はい、観て参りました。
時代背景、美術セット、小道具その他諸々、とても丁寧に作られた映画だと思いました。
出てくる反物の柄とか、豆腐売りが持ってる豆腐は1つ1つが藁で縛って売ってるとか。(昔は豆腐は藁で縛れるほど固かったんだろうな、と。。)あと、いつもはちょっと気になる仲間由紀恵嬢の演技が、奥方としての1歩引いた感じの演技になっててよかったのと、おばあさま役の松坂慶子が、借金返済のために供出しなけりゃならなかった一番お気に入りの反物を手放したくなくて「いやじゃ、いやじゃ。」とダダを捏ねるところ、よかった。あれはかわいらしいというか、昔の何も知らない武家の奥方はそうだったのか、とちょっとあきれてしまったけど。。(笑) 松坂慶子さんのこんな演技、なかなか観れないからね。

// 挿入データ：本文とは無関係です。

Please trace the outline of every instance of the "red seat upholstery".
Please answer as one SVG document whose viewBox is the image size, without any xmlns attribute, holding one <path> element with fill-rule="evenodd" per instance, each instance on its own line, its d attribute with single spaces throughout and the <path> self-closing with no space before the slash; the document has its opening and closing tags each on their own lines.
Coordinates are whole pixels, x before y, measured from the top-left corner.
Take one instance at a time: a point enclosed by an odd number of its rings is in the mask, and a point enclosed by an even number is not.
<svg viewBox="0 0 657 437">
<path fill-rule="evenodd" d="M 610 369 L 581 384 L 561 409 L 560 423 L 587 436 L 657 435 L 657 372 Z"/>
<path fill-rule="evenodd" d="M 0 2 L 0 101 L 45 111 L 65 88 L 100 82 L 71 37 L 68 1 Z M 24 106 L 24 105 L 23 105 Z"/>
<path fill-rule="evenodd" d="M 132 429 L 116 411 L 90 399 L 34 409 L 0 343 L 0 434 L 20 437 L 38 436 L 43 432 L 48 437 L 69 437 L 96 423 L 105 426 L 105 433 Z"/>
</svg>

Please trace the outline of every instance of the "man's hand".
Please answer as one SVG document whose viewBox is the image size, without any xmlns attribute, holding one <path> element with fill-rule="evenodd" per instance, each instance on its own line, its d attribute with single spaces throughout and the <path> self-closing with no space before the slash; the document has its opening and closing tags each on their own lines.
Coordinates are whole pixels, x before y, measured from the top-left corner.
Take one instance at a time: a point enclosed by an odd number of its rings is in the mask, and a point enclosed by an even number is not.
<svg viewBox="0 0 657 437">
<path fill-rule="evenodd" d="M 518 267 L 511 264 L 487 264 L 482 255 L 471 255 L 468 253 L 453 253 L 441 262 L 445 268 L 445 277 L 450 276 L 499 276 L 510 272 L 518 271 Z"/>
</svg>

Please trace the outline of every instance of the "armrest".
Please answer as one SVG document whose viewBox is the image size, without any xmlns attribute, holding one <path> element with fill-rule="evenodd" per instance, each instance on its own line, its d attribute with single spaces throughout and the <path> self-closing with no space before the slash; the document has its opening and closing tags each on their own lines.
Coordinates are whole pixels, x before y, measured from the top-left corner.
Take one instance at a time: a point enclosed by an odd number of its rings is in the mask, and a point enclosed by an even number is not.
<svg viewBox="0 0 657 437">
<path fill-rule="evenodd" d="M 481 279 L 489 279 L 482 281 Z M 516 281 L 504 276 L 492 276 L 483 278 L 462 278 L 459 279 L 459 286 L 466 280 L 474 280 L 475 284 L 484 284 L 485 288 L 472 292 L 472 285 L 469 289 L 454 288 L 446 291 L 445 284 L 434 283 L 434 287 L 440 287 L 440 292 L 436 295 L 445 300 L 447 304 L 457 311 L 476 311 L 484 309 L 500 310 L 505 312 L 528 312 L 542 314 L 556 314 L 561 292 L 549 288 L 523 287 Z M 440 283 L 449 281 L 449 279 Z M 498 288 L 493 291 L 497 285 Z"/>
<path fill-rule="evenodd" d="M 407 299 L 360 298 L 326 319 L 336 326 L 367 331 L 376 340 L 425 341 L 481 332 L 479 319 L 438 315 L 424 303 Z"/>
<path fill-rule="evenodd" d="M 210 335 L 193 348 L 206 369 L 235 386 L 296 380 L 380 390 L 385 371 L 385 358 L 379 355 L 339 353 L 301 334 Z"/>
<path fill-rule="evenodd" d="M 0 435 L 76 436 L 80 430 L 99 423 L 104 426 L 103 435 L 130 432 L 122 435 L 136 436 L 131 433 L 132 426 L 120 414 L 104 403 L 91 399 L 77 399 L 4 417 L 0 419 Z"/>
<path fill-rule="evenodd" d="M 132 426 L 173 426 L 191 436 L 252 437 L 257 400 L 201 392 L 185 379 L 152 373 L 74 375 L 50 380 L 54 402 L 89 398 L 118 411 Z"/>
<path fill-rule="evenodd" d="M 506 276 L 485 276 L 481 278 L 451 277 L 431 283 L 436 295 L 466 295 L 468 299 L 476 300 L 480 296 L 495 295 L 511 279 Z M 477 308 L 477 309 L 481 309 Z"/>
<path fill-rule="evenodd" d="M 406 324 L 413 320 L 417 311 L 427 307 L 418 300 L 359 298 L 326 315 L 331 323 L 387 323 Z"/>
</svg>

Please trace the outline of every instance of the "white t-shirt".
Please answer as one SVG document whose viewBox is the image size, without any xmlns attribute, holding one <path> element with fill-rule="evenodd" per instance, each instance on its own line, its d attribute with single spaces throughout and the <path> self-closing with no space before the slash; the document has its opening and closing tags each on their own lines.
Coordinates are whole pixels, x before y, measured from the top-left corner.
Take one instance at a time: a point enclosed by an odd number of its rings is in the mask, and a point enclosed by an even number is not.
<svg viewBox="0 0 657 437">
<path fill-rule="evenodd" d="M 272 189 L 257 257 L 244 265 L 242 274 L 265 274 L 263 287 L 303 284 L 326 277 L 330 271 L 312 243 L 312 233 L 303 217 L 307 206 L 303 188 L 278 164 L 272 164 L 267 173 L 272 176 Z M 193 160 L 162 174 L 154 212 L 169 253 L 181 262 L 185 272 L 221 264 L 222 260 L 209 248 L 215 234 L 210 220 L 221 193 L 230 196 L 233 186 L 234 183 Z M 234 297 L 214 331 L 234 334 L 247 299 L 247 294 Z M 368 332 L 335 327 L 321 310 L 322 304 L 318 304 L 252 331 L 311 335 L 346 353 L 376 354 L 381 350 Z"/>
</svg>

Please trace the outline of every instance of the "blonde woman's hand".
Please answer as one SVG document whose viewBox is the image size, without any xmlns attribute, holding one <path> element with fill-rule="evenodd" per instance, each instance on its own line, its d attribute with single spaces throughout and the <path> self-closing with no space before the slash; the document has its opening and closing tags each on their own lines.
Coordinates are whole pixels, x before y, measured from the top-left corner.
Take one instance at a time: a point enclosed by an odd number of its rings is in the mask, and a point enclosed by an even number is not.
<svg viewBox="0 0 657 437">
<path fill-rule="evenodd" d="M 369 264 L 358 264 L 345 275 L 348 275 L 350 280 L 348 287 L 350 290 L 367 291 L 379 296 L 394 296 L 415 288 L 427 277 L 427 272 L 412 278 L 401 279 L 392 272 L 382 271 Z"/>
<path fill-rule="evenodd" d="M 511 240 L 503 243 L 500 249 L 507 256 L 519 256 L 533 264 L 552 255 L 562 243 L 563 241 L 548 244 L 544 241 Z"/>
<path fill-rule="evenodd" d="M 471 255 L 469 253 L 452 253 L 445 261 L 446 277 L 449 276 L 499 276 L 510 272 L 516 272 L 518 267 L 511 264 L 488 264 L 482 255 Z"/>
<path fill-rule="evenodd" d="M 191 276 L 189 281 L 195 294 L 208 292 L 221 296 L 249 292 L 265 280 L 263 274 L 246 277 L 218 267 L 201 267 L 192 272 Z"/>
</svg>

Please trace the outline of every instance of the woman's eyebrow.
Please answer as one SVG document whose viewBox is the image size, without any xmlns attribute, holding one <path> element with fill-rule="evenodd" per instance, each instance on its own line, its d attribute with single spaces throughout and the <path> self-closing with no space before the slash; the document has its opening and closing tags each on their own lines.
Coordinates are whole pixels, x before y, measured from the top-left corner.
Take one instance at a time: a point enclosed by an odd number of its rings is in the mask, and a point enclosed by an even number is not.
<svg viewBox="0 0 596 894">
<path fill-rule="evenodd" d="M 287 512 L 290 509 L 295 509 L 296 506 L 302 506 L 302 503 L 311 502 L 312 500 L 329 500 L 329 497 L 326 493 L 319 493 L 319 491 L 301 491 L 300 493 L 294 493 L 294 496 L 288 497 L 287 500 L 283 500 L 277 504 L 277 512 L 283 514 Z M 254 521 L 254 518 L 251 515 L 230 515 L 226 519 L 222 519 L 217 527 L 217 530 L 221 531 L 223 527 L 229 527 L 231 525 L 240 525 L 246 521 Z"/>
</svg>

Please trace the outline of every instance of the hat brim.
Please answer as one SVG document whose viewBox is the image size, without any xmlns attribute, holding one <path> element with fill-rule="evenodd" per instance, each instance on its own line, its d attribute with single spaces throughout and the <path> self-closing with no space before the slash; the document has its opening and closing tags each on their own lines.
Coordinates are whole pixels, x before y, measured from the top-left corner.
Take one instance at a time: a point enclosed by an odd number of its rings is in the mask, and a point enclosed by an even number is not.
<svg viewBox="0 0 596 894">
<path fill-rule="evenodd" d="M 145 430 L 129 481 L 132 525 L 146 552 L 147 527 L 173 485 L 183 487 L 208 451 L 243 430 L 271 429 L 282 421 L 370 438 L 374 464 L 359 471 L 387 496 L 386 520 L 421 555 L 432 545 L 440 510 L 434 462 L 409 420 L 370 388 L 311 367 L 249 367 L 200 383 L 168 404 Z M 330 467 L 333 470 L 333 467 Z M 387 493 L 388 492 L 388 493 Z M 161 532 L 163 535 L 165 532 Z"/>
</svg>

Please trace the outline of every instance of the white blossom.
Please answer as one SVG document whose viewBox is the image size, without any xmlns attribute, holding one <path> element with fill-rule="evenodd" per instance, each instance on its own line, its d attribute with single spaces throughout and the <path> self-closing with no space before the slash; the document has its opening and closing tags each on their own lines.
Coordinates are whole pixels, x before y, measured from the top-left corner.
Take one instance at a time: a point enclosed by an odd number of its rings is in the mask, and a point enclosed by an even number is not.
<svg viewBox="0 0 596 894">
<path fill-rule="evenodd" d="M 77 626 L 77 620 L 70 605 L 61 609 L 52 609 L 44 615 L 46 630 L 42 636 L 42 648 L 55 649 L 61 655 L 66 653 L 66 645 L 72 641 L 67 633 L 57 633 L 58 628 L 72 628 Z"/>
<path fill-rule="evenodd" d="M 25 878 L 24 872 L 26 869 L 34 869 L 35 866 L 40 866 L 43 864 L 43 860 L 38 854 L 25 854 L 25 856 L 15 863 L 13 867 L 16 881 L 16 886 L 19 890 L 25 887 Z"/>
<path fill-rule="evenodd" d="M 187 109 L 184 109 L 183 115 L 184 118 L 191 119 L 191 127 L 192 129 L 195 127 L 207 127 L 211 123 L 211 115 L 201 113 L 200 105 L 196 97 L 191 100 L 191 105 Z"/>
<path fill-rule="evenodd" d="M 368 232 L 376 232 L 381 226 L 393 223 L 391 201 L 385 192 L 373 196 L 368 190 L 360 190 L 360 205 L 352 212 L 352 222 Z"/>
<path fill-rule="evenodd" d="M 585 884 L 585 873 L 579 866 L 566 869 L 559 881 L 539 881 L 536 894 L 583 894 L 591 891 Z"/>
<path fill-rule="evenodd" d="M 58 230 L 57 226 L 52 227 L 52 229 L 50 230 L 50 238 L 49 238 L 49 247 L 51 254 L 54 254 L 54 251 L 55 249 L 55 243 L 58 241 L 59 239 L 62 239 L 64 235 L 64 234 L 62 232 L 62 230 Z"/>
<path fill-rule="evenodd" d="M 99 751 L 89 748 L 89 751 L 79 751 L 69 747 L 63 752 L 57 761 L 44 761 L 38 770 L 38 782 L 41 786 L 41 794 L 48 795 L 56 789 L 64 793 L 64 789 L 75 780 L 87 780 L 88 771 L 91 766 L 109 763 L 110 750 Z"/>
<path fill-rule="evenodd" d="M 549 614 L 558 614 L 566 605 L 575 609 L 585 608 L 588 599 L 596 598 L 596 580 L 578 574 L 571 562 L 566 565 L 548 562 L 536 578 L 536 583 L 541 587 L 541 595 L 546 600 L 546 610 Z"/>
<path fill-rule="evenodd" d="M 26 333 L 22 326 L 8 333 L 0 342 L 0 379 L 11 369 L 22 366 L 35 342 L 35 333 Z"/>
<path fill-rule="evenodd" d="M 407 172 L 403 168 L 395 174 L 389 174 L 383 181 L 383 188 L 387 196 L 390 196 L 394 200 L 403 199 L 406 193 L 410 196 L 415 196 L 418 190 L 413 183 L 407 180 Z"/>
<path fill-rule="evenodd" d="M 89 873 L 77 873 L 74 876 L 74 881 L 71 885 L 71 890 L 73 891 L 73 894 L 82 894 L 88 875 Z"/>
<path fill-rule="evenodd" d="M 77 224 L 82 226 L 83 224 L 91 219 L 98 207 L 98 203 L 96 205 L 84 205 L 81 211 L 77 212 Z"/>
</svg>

それにしても、武家って面倒くさかったのねーーと、思った。親戚や隣近所、上司への対面を気にし、面子のために生きていたと言っても過言でない彼等の生活。ま、徳川の時代は戦争がなかったんだから、本来の武士の役目がなくてそうなっちゃったのは仕方ないにしろ、ですけどね。そのためにかさむ借金。武家が借金地獄に陥っていたのはよくあったことだったらしい。でも、代々算用が“お家芸”の家に生まれ、しかも実直に生きる主人公にとって、台所が火の車というのが何よりも我慢できないことだったみたいで、一大決心して大借金を減らすべく、何十年も家族総出で戦った。すごいですよ。その信念たるや。自分の好きな高い反物や骨董等手放さなきゃいけなかったし、お弁当も昔は何品もあったおかずが麦飯のおむすびと蒸し芋とお漬物だけになり、夕餉のおかずも1匹のタラでいろんな料理を作ったりして工夫をしていた。仲間さん演じるお駒は「貧乏と思えば気が滅入るけど、工夫と捉えれば楽しい。」と言ってる。そう、ご飯はおいしければいいもんね、安く上がっても。(^^)
もう一つスポットが当たってたのは、息子の直吉の話。算用者として父親から小さい頃から仕込まれて、なぜこんなに厳しくそろばんを仕込まれなきゃならないんだ、と大人になるまでずっと反発していた。でも、やがてそれが役に立つこととなり、父親の気持ちもわかるようになる、というくだりもあります。
泣けてくるほどではないけど、静かに感動するお話です。
本当にあったことだし。
侍が一斉にそろばんに向かって計算してる光景は圧巻でした。